JP Morgan’s Warning: Ignoring Security Could End Your SaaS Startup
The AI-driven SaaS boom, powered by code generation, agentic workflows and rapid orchestration layers, is producing 5-person teams with £10M+ in ARR. This breakneck scale and productivity is impressive, but it’s also hiding a dangerous truth: many of these startups are operating without a secure software supply chain. In most cases, these teams either lack the in-house expertise to truly understand the risks they are inheriting — or they have the intent, but not the tools, time, or resources to properly analyse, let alone mitigate, those threats. Security, while acknowledged in principle, becomes an afterthought in practice.
This is exactly the concern raised by Pat Opet, CISO of JP Morgan Chase, in an open letter addressed to their entire supplier ecosystem. He warned that most third-party vendors lack sufficient visibility into how their AI models function, how dependencies are managed, and how security is verified at the build level. In his words, organisations are deploying systems they “fundamentally don’t understand” — a sobering assessment from one of the world’s most systemically important financial institutions.

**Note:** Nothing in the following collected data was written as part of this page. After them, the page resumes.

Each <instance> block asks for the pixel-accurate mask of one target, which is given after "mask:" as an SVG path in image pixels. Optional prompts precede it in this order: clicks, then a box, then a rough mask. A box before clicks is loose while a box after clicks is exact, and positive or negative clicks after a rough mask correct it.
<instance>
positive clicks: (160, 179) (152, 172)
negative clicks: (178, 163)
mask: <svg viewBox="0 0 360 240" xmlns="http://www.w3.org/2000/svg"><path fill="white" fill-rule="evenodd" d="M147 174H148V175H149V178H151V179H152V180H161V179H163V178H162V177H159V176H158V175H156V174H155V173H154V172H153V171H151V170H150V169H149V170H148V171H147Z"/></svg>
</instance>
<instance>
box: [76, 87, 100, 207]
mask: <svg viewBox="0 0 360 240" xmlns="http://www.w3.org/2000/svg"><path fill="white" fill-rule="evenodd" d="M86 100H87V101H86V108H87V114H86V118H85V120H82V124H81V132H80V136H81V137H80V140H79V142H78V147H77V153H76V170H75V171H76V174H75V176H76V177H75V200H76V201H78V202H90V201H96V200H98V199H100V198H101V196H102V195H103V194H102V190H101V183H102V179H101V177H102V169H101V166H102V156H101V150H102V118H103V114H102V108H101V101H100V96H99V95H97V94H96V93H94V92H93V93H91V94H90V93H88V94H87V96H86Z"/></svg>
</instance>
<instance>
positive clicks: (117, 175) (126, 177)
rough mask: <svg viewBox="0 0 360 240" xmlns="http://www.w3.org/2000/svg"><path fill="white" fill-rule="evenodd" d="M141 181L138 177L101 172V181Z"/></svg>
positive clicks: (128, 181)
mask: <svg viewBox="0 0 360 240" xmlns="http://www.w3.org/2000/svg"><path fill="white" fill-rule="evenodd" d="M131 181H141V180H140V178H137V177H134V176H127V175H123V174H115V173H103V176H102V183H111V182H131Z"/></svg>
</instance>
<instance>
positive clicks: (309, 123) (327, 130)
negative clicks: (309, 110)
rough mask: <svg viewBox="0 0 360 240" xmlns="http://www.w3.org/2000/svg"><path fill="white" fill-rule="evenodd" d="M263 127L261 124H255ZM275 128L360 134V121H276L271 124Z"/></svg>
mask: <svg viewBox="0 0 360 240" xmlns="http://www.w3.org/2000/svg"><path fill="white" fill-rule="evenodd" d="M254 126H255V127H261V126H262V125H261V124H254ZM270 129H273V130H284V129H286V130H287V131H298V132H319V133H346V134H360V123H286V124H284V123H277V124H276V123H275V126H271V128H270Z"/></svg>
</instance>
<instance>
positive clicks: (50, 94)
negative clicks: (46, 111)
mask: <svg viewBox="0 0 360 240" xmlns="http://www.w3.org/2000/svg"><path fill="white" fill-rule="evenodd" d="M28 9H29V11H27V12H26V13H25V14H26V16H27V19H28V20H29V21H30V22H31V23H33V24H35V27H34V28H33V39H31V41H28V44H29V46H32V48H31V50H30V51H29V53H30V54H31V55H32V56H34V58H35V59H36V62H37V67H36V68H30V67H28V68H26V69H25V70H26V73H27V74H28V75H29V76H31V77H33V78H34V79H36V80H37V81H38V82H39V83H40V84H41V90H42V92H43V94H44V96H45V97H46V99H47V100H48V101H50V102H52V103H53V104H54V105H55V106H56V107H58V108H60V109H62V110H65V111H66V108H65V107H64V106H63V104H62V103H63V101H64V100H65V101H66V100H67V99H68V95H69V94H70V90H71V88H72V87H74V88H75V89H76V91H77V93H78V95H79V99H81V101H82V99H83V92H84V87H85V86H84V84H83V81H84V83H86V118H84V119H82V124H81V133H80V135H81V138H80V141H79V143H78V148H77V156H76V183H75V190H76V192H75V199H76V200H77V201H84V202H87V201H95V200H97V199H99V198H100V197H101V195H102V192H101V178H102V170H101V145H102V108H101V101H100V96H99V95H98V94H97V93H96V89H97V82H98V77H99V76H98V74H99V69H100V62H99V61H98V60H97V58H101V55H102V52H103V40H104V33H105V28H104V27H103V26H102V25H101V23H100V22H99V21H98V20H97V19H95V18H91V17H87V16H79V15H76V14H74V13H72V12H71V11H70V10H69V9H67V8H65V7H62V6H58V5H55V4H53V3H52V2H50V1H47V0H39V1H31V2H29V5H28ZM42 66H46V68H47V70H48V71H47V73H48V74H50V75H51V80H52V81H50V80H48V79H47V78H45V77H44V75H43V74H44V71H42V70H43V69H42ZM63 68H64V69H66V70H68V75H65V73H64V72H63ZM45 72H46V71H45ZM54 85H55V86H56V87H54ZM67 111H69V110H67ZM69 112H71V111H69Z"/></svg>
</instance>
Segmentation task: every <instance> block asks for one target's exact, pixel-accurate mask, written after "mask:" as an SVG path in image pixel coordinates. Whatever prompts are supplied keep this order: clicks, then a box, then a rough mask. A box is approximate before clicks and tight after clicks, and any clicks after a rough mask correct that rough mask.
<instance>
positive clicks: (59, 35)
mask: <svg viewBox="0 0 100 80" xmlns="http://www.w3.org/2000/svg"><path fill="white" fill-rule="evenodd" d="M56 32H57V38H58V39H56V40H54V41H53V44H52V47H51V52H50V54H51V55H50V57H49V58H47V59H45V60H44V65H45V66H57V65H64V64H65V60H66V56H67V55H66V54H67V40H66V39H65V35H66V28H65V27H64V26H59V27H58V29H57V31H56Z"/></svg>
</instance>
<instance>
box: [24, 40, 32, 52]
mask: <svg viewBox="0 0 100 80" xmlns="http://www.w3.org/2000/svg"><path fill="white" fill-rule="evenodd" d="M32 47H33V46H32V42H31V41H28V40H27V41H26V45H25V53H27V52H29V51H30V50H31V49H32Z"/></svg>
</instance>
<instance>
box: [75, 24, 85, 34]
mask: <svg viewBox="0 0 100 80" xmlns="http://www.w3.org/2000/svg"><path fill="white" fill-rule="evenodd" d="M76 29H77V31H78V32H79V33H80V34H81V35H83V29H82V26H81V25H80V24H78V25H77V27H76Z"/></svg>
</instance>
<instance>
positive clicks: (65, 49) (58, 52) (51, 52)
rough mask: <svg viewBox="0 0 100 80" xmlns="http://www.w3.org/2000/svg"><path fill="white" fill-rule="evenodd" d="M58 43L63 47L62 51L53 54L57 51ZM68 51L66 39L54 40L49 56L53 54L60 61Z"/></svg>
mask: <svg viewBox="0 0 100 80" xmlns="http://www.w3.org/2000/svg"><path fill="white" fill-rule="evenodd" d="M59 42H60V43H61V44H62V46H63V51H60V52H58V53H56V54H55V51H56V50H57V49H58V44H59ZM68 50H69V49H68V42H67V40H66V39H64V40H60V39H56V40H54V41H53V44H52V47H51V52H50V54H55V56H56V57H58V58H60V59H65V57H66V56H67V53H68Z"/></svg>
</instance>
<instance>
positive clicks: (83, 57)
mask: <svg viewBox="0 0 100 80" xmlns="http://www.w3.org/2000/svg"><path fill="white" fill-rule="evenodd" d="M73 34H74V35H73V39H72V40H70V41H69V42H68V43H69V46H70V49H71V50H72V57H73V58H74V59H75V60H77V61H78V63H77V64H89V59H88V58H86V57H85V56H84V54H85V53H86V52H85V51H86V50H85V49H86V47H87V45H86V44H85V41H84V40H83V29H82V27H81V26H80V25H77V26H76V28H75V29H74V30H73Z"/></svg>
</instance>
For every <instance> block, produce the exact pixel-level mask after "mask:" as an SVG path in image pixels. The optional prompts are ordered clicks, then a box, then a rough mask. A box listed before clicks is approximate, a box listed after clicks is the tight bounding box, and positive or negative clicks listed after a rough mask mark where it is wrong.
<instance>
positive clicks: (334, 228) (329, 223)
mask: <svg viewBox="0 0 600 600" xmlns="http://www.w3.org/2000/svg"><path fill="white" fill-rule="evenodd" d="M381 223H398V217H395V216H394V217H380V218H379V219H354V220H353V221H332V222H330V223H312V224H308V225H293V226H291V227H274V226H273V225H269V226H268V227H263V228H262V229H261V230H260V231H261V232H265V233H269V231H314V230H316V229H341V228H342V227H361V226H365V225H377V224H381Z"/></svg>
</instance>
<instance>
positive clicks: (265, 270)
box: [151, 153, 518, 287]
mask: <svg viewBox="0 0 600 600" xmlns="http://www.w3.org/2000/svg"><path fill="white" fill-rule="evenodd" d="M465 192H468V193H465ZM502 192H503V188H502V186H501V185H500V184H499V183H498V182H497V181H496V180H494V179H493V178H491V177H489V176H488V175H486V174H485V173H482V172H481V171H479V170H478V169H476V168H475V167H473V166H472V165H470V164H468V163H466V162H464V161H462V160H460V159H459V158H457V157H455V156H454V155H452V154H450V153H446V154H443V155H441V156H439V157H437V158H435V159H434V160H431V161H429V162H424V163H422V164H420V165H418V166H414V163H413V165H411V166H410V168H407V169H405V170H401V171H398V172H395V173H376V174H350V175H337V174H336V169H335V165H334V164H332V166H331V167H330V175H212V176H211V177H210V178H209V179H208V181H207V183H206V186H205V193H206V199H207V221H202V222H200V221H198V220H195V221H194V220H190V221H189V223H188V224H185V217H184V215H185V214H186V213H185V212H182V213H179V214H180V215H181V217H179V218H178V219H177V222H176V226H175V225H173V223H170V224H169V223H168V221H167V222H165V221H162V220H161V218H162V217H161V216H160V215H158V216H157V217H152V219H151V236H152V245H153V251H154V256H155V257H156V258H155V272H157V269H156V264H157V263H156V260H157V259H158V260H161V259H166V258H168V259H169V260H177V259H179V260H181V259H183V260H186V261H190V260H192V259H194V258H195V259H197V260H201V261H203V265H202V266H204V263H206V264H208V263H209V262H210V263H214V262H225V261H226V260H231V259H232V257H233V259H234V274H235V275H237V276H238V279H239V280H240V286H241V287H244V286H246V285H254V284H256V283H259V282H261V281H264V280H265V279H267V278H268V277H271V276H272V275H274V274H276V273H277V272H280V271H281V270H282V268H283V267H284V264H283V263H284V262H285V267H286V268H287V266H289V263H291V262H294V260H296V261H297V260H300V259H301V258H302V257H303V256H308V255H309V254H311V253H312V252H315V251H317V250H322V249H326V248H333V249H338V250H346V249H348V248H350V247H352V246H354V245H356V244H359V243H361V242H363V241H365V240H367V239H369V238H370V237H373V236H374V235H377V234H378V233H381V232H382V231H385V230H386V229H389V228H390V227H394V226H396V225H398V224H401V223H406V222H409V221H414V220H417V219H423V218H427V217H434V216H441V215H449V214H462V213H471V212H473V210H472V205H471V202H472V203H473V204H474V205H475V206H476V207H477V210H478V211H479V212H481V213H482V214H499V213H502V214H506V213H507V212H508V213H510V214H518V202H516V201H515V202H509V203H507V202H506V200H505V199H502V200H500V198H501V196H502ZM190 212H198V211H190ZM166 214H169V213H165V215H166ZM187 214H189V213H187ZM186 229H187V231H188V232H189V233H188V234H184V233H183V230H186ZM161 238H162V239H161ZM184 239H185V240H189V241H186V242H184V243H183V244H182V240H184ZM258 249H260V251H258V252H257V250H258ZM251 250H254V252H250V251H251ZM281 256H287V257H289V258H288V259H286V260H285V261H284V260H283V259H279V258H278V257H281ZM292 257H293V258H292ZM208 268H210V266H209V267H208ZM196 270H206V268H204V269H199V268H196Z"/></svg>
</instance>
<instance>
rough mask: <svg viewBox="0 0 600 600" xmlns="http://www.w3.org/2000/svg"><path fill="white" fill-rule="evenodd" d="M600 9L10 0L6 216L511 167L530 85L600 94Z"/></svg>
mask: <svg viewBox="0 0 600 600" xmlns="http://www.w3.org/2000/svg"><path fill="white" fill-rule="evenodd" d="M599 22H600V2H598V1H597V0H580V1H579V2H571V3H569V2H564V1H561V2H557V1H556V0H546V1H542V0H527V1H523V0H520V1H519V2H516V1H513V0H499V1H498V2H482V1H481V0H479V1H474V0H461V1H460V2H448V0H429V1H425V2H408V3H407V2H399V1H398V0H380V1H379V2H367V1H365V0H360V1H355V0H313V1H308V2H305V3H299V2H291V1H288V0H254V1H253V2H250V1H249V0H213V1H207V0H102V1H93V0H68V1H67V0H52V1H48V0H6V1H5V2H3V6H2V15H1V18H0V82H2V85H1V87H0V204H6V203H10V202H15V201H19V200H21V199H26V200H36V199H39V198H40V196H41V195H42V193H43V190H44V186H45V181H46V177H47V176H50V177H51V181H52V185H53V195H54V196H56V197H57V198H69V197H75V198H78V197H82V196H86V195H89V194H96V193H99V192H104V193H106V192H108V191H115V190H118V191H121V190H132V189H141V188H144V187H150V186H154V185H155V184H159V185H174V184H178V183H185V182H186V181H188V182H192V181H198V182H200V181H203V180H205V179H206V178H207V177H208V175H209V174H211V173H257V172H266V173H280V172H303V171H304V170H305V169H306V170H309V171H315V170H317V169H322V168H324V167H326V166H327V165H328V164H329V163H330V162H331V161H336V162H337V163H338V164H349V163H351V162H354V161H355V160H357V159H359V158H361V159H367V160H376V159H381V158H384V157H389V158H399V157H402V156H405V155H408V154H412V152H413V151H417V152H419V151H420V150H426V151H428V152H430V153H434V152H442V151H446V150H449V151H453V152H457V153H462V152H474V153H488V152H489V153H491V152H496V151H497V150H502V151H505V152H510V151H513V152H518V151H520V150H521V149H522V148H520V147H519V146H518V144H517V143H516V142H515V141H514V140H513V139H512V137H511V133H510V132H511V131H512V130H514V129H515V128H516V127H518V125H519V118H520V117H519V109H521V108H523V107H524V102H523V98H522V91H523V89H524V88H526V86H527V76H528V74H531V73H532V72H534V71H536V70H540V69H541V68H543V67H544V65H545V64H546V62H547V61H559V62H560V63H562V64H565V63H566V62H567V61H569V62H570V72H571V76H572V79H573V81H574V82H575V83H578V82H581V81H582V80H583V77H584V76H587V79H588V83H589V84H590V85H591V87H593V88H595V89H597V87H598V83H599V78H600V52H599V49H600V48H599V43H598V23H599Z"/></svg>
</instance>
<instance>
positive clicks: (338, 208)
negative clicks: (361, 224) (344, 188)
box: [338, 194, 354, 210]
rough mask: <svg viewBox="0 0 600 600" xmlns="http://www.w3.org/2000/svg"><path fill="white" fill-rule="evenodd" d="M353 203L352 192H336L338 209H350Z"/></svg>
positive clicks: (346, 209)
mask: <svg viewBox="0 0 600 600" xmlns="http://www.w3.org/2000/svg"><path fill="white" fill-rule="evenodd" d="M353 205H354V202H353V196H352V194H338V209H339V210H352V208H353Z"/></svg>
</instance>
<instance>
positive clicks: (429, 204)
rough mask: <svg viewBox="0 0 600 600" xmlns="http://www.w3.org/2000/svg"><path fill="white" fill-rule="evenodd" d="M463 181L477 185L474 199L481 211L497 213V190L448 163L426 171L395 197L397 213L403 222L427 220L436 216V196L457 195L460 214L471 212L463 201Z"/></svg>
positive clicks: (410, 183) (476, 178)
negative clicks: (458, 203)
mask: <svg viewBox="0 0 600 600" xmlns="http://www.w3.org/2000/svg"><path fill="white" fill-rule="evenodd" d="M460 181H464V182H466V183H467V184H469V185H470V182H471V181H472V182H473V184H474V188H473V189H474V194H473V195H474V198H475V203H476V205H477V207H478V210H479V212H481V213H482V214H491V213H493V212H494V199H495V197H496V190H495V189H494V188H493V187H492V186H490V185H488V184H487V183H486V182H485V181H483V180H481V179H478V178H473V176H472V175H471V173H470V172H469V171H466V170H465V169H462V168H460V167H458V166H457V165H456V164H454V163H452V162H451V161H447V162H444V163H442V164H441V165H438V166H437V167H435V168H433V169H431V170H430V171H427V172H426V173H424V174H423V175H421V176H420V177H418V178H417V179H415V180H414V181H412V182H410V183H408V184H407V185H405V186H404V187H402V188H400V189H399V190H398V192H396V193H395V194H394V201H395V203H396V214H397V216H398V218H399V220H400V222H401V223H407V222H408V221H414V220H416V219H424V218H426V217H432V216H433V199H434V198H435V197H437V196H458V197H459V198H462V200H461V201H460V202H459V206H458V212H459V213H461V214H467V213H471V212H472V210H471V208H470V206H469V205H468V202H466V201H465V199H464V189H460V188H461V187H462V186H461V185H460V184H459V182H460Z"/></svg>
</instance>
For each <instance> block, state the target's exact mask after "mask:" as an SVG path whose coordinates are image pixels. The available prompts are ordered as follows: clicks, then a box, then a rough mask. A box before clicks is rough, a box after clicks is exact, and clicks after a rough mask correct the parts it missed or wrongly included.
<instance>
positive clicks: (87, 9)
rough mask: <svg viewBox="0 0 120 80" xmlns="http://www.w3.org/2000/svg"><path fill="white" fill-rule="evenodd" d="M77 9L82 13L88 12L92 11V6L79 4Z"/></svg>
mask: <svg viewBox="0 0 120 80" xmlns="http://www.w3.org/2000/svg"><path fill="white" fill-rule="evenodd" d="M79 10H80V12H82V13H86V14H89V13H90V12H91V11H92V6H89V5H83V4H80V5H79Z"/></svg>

To paraphrase the message: enterprise buyers can no longer rely on assumed trust. Instead, they are demanding demonstrable assurance that:
- Dependencies are known and continuously monitored
- Model behaviours are documented and explainable
- Security controls exist beyond the UI and extend into the build pipeline
- Vendors can detect and respond to supply chain attacks in real time
In June 2025, JP Morgan’s CISO, Pat Opet, issued a public open letter warning third-party suppliers and technology vendors about their growing negligence in security. The message was clear — financial institutions are now treating supply chain risk as systemic. And if your SaaS startup sells to enterprise, you’re on notice.
The Enterprise View: Supply Chain Security Is Not Optional
JP Morgan’s letter wasn’t vague. It cited the following concerns:
- 78% of AI systems lack basic security protocols
- Most vendors cannot explain how their AI models behave
- Software vulnerabilities have tripled since 2023
The problem? Speed has consistently outpaced security.
This echoes warnings from security publications like Cybersecurity Dive and CSO Online, which describe SaaS tools as the soft underbelly of the enterprise stack — often over-permissioned, under-reviewed, and embedded deep in operational workflows.
How Did We Get Here?

The SaaS delivery model rewards speed and customer acquisition, not resilience. With low capital requirements, modern teams outsource infrastructure, embed GPT agents, and build workflows that abstract away complexity and visibility.
But abstraction is not control.
Most AI-native startups:
- Pull dependencies from unvetted registries (npm, PyPI)
- Push unscanned artefacts into CI/CD pipelines
- Lack documented SBOMs or any provenance trace
- Treat compliance as a checkbox, not a design constraint
Reco.ai’s analysis of this trend calls it out directly: “The industry is failing itself.”
JP Morgan’s Position Is a Signal, Not an Exception
When one of the world’s most risk-averse financial institutions spends $2B on AI security, slows its own deployments, and still goes public with a warning — it’s not posturing. It’s drawing a line.
The implication is that future vendor evaluations won’t just look for SOC 2 reports or ISO logos. Enterprises will want to know:
- Can you explain your model decisions?
- Do you have a verifiable SBOM?
- Can you respond to a supply chain CVE within 24 hours?
This is not just for unicorns. It will affect every AI-integrated SaaS vendor in every enterprise buying cycle.
What Founders Need to Do — Today
If you’re a startup founder, here’s your checklist:
Inventory your dependencies — use SBOM tools like Syft or Trace-AI
Scan for vulnerabilities — Grype, Snyk, or GitHub Actions
Document AI model behaviours and data flows
Define incident response workflows for AI-specific attacks
This isn’t about slowing down. It’s about building a foundation that scales.
Final Thoughts: The Debt Is Real, and It’s Compounding
Security debt behaves like technical debt, except when it comes due, it can take down your company.
JP Morgan’s open letter has changed the conversation. Compliance is no longer a secondary concern for SaaS startups. It’s now a prerequisite for trust.
The startups that recognise this early and act on it will win the trust of regulators, customers, and partners. The rest may never make it past procurement.